Distressing (or weathered look) in the decorative arts is the activity of making a piece of furniture or object appear aged and older, giving it a "weathered look". There are many methods to produce an appearance of age and wear. Distressing is viewed as a refinishing technique although it is the opposite of finishing in a traditional sense. In distressing, the object's finish is intentionally destroyed or manipulated to look less than perfect, such as with sandpaper or paint stripper.
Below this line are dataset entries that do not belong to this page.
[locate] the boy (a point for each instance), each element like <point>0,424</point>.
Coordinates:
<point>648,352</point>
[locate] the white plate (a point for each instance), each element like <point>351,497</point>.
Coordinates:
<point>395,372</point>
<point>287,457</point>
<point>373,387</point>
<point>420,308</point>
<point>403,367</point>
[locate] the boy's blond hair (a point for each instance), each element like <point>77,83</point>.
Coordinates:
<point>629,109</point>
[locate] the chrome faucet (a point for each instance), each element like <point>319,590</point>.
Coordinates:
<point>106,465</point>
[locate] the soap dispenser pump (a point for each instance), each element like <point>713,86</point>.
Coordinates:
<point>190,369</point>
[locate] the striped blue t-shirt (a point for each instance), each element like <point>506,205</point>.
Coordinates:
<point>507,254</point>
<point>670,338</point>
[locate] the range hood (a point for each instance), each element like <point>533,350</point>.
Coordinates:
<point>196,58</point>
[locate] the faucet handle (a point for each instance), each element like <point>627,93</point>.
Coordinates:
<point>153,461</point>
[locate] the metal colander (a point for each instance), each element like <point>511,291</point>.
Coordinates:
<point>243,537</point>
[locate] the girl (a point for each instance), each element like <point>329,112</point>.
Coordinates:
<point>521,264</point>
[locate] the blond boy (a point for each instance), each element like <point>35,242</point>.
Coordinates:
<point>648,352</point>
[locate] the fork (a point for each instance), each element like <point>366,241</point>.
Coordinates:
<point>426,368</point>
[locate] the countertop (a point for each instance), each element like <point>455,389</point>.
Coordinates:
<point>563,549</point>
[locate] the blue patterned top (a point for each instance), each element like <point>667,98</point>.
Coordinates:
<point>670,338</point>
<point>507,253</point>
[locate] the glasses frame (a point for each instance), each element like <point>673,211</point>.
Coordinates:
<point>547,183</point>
For example, the artisan often removes some but not all of the paint, leaving proof of several layers of paint speckled over wood grain underneath. This becomes the "finished" piece.

Distressing has become a popular design style and decorative art form. The artisan attempts a rustic, attractive, one-of-a-kind appearance or vintage look. The final appearance is often called the patina.

Distressing can be applied to a variety of surfaces and materials such as wood, glass, metal, plastic, stone, concrete, plaster, and paint. Solid pine furniture in particular is one of the most ideal furniture types to apply distressing to. The Shabby chic style has made both distressing and antiquing popular. The technique is sometimes applied to electric guitars, where it is referred to as relic'ing.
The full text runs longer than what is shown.